The Colors were marched in, followed by the Invocation from the Chaplain. Then, as the Marine Hymn played, three squads of Marines marched in. In order, they presented a rifle, helmet and dog tags, and boots at each of the photographs. The Battalion Commander spoke, followed by each of the Company Commanders.
Throughout the service, my attention was drawn to these displays. The image of their rifles, helmets and boots is riveting. It is simple yet powerful, a statement of all that the Marine was in his finest moments. Yes, each Marine was an individual, with a life and hopes and dreams. But in this moment, he is honored for his accomplishment - being a United States Marine.

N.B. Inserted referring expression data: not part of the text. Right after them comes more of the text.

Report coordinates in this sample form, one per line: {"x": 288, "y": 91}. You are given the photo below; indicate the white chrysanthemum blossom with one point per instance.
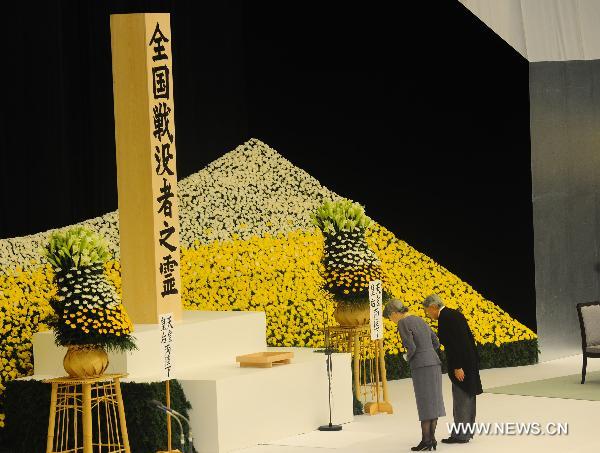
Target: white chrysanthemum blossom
{"x": 250, "y": 191}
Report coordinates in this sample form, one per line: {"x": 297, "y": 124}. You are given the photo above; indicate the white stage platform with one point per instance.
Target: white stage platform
{"x": 232, "y": 407}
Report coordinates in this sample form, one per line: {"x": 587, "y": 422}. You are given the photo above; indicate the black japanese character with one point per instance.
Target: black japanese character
{"x": 167, "y": 267}
{"x": 160, "y": 82}
{"x": 162, "y": 156}
{"x": 161, "y": 121}
{"x": 159, "y": 49}
{"x": 166, "y": 205}
{"x": 165, "y": 234}
{"x": 169, "y": 287}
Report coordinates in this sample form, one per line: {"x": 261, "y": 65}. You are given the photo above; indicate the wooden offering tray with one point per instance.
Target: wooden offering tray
{"x": 264, "y": 359}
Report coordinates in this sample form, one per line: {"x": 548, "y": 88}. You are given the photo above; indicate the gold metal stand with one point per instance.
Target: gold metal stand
{"x": 368, "y": 360}
{"x": 87, "y": 416}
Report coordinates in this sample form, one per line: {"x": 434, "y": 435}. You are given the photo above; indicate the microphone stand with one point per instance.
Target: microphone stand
{"x": 178, "y": 417}
{"x": 328, "y": 352}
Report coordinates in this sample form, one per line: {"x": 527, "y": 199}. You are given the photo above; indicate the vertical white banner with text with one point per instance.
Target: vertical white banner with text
{"x": 375, "y": 302}
{"x": 167, "y": 343}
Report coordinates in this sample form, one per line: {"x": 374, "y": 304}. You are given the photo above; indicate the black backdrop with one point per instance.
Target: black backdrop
{"x": 420, "y": 113}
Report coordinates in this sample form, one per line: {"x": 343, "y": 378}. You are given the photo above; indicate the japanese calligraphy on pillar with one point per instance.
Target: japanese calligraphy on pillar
{"x": 166, "y": 343}
{"x": 164, "y": 182}
{"x": 375, "y": 301}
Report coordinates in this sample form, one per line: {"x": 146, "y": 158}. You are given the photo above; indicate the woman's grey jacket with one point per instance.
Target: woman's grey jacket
{"x": 420, "y": 342}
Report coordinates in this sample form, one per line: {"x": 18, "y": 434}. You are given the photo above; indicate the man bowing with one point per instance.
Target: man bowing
{"x": 463, "y": 365}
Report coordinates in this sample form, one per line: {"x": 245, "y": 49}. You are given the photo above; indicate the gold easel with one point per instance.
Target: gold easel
{"x": 368, "y": 360}
{"x": 74, "y": 403}
{"x": 169, "y": 442}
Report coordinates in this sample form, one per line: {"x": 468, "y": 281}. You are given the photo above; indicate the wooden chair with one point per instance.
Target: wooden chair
{"x": 589, "y": 323}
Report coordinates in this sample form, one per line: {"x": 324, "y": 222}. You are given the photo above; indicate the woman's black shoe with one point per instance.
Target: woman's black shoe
{"x": 454, "y": 440}
{"x": 423, "y": 446}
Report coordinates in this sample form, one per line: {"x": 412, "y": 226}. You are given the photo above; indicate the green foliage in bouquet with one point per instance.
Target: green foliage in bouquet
{"x": 87, "y": 308}
{"x": 348, "y": 261}
{"x": 342, "y": 216}
{"x": 76, "y": 247}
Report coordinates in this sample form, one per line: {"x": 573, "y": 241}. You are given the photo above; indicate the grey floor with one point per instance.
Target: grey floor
{"x": 398, "y": 432}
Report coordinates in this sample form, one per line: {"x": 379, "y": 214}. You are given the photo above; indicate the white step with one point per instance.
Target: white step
{"x": 202, "y": 339}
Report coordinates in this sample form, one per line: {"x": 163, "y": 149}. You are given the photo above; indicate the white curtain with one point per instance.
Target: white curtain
{"x": 544, "y": 30}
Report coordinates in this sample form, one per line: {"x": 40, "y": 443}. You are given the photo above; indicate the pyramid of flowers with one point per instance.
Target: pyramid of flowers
{"x": 249, "y": 243}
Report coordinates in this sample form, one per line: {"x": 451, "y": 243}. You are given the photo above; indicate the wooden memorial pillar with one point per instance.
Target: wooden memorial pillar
{"x": 146, "y": 170}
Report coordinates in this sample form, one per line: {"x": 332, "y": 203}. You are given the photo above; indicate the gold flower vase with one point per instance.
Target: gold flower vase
{"x": 85, "y": 361}
{"x": 352, "y": 315}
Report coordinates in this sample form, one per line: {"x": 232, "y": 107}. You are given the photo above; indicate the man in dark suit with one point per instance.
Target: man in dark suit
{"x": 463, "y": 365}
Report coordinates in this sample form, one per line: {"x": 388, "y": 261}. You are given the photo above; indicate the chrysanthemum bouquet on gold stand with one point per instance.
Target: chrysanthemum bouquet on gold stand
{"x": 88, "y": 315}
{"x": 349, "y": 264}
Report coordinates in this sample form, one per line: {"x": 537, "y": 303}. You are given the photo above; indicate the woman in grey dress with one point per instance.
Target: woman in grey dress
{"x": 425, "y": 367}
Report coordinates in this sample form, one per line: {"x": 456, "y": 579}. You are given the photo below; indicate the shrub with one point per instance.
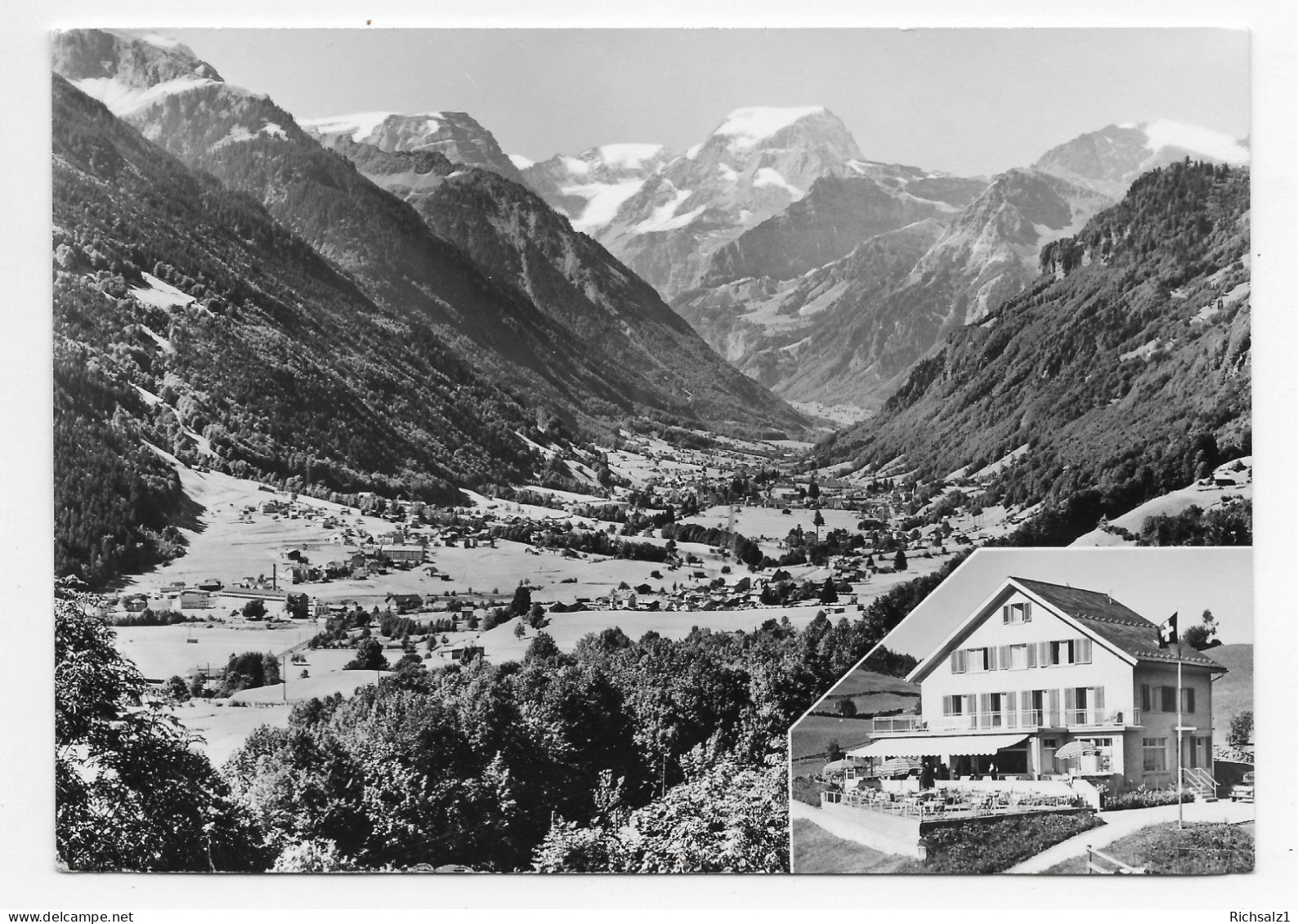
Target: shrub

Amazing Grace was played by a Marine Bagpiper, followed by the Final Roll Call. The Sgt Major calls out the names of three or four Marines, who each answer "Here." He then begins to call the fallen. ""Corporal Smith?" Silence. ""Corporal Ross Smith?" "Corporal Ross A. Smith?" The last time his name is called, the sound of a bell rings out. The Marine is accounted for, present at the Final Roll Call. Finally, the service closes with Taps.
I struggled to maintain my military bearing during the service, but I was hardly a stone. The tears flowed during Final Roll Call, as the Sgt Major's voice echoed throughout the hall. He called out for them, but they were not to answer. And each name, repeated, was a reminder of another life lost.
I was not alone in my grief. Ric was by my side, struggling as well to hold himself together. All around us, Marines sat at a position of attention, seemingly oblivious to the tears that streamed down their own faces.
I sit here now proud of each of the Marines from Dark Horse 3/5. They continue to serve with honor and courage. I am also proud to be part of the 200+ year legagy that is the United States Marine Corps.
I am heartbroken by the loss, though, of these Marines and all the other service men and women fallen in combat. They truly gave all, and I grieve for them, their families and friends.
Finally, I am full of hope for the future. That may seem odd, after the events of this morning. But it was the sight of a hall full of Marines that reminds me how good we all are. Regardless of politics or religion or other social battles, the Marines I saw today stand side-by-side to answer any call, any challenge or assignment. They are the best of us, and they give me hope.